The Accessible and Culturally Competent Health Care Program has been successful in meeting its program goals of increasing access to primary and preventive health services among the medically underserved population of Oconee County. The program also improved health status among community residents with focus on identifying and treating patients with chronic and women's health problems. Between January 31, 2003 and June 30, 2004, the Joseph F. Sullivan Center held 63 mobile clinic sessions and provided services to 1076 patients. During that same time, the Seneca Lakes Family Residency Program treated 92 prenatal patients who were referred through the Accessible and Culturally Competent Health Care Program. The demographic characteristics of the patients at the mobile clinic are detailed (Figs 1-3). The majority (65%) are Hispanic, female (67%), and 19-39 years old (51%). As shown in Figure 4, the majority (87%) of patient visits were for laboratory work and immunizations. Most of the patients seen could only pay the minimum payment because they lacked health insurance (Fig 5).
Figure 1: Accessible and Culturally Competent Health Care Project patients' race.
Figure 2: Accessible and Culturally Competent Health Care Project patients' sex.
Figure 3: Accessible and Culturally Competent Health Care Project patients' age.
Figure 4: Accessible and Culturally Competent Health Care Project type of patient encounters.
Figure 5: Accessible and Culturally Competent Health Care Project payment status of patients.

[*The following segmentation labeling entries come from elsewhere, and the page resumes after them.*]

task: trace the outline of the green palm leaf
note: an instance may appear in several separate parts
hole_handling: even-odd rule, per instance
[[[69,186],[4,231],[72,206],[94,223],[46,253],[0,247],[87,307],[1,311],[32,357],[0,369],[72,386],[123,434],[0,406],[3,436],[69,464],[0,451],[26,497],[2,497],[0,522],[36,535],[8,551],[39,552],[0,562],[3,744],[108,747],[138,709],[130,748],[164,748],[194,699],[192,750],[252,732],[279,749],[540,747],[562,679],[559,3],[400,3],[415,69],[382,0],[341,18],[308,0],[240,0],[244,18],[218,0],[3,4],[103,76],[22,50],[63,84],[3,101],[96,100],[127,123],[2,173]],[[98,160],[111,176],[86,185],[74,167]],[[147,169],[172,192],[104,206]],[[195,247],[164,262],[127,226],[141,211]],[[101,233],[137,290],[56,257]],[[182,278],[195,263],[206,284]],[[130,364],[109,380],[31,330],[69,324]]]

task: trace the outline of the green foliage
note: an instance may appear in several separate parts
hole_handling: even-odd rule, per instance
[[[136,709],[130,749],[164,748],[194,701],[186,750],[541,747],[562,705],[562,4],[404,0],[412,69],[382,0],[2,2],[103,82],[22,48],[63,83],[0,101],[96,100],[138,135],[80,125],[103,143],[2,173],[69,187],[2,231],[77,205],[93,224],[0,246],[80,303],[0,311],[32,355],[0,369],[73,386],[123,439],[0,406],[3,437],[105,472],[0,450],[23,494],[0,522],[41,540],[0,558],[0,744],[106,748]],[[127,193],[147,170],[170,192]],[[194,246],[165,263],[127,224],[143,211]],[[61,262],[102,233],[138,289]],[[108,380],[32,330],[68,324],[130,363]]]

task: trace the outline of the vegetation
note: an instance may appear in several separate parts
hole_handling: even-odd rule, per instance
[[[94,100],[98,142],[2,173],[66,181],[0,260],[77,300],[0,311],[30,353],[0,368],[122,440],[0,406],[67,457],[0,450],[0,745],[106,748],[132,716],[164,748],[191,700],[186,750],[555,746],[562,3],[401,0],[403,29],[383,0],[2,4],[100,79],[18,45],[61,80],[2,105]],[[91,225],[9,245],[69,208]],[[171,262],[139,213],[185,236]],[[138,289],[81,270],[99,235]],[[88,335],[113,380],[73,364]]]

A patient satisfaction survey was distributed to a sample of clients using the clinic services. Of the patients surveyed, a majority (68%) use the clinic as their primary source of care. A significant portion of the patients reported that, without the clinic, their only option for health care would be the emergency room. Clients state that the friendliness and openness of the clinic staff enable them to feel comfortable seeking services. They also report that the regular presence of trained interpreters and Spanish speaking staff removes a barrier to care. Many clients have returned to the clinic seeking services for their entire family.
A particular success of the program was the integration between academic programs, the health services system and the community. The collaboration between these entities was important in the development and implementation of the clinic. The involvement of faculty and students complemented the full-time clinic staff and ensured that the clinic could service as many patients as possible. The training opportunities experienced by the students will be beneficial as they consider future careers in health services.
As rural communities struggle with maintaining healthcare services, supporting the rural health care safety net is critical. Access related factors are among the most significant barriers to equitable care and must be addressed in order to eliminate healthcare disparities, particularly among rural Latinos16. Through innovative strategies such as bringing health care to the community via a mobile medical clinic, inter-agency collaboration, involvement of students in the program, and utilization of Promotoras for information, referrals, support and lay education, the Accessible and Culturally Competent Latino Health Care Project is making a positive impact on rural Latinos in South Carolina.